The legacy of 1989 is still up for debate (McClacthy like commies libs trying to rewrite history)
MSNBC

The historical legacy of 1989, when the Berlin Wall fell and the cold war thawed, is as political as the upheavals of that decisive year.

The events of 1989 spurred a striking transformation of Europe, which is now whole and free, and a reunified Germany, milestones that are being observed with celebrations all over the continent, including a French-German extravaganza Monday evening on the Place de la Concorde.

But 1989 also created new divisions and fierce nationalisms that hobble the European Union today, between East and West, France and Germany, Europe and Russia.

Anonymous said...

NYT Reporter: The Taliban Are Radical! (Sweetness-Light)
Agence France-Presse:

A New York Times reporter kidnapped by the Taliban in 2008 and held for seven months in Pakistan said late Saturday he had underestimated Taliban’s extremism and the strength of its supporters in Pakistan.

"Over those months, I came to a simple realization," the reporter, David Rohde, wrote about his ordeal.

"After seven years of reporting in the region, I did not fully understand how extreme many of the Taliban had become."

He said that before the kidnapping, he viewed the organization as a form of "Al-Qaeda lite," a religiously motivated movement primarily focused on controlling Afghanistan.

But after spending time in captivity, he said he had realized that the goal of the hard-line Taliban was far more ambitious.

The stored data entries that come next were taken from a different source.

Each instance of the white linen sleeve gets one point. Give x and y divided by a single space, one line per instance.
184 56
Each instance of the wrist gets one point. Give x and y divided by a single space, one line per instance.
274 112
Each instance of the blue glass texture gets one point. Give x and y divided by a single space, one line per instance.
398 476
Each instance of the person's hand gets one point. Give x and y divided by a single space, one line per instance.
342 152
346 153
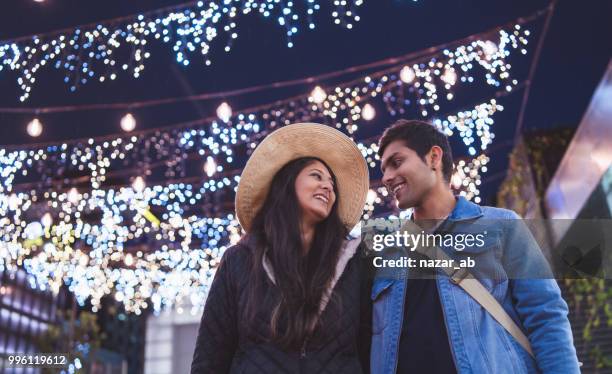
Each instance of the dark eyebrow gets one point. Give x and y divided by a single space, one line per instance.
383 165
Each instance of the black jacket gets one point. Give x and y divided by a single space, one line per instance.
340 343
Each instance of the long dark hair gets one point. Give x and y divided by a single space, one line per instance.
300 279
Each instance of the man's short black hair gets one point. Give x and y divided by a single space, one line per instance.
419 136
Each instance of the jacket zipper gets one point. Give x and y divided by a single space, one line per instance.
450 343
401 322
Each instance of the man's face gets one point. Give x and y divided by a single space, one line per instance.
407 177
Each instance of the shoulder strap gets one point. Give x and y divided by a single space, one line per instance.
464 279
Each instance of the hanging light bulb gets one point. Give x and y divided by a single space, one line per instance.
371 197
368 112
407 75
34 230
34 128
14 202
46 220
489 49
73 195
318 95
138 184
128 260
224 111
449 76
210 166
128 122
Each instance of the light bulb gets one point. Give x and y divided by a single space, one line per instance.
210 167
73 195
489 49
224 112
128 122
371 197
407 75
318 95
449 76
46 220
138 184
368 112
34 128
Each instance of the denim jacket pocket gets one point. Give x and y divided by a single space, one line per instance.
487 261
380 300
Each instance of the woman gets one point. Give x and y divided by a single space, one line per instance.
293 295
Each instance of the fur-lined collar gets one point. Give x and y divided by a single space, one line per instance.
348 250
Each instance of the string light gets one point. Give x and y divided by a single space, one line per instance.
100 52
138 184
407 74
210 167
46 220
318 95
128 122
224 112
34 128
185 239
368 112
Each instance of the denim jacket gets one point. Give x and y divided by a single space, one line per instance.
478 343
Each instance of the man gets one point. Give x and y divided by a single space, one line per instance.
432 325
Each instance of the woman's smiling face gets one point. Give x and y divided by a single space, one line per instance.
314 189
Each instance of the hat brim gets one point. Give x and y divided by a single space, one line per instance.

"They wanted to create a fundamentalist Islamic emirate with Al-Qaeda that spanned the Muslim world," the writer noted…


What an unintentionally hilarious admission. Of course it is only fitting that a reporter from the New York Times would be the last person on earth to figure this out. And only after having been held by his erstwhile heroes for seven months.

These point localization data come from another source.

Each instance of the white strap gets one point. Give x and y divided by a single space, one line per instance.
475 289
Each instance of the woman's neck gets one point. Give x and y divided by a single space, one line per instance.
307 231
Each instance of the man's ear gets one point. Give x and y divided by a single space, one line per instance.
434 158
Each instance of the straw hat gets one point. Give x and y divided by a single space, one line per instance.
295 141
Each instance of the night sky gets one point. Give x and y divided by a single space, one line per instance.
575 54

Would it be possible to arrange for the Taliban to kidnap all of the employees at The Times and the rest of our watchdog media?

Meanwhile, the New York Times itself is burying these revelations in a typically mind-numbing five part series carefully hidden away in their ‘Asia Pacific’ section.

And speaking of suppressing the news, lest we forget, the New York Times kept Mr. Rohde’s kidnapping a secret – even going so far as to constantly scrub his Wikipedia entry (with Wikipedia’s blessings).

Meanwhile, The Times was only to happy to report the capture of other Americans who were not in their employ, even when their families and even the Defense Department begged them not to.

Anonymous said...

Ha ha, that health care bill is an evil malignant mess. It is utterly appalling and should simply be killed. It's nothing but a cynical social engineering, income redistribution, racist affirmative-action power grab; just like everything else that has oozed from the administration of that deeply stupid, affirmative-action parasite Obama.

People like Obama would rather see decent citizens murdered than to admit that their evil multiculturalist fantasies are just that. Even now the execrable Napolitano is assuring us that "Islam is a religion of peace" and promising to come down like a load of bricks on anybody who dares to contradict that lie. All the Obamas have is their lies. We will be forced to embrace these lies too.

Anonymous said...

Mandatory employee meetings with the new publisher are being held today in Biloxi while the paper is covering a tropical storm. Some employees believe more layoffs will be announced, just one week after the end of the furlough season.

Anonymous said...

Star will print Wall Street Journal

Damn...so close to going out of business.

/s

Anonymous said...

It is sooo great! We are succeeding by printing someone else's paper. We have met our journalistic goals. What more could a classically trained professional journalist want that to be a part of printing someone else's story?

Ah... the sweet smell of success. Maybe we could land a contract to print comic books or even bus schedules. That would be a true journalistic coup. Yeah, we be on a roll. The sky is the limit.

Anonymous said...

Uh...oh....my...I thought we were in the money but ruh-roh, it's only 18000 copies- Total. No way we're turning a profit on a 20 min run. We'll be lucky to recover the cost of materials and set up.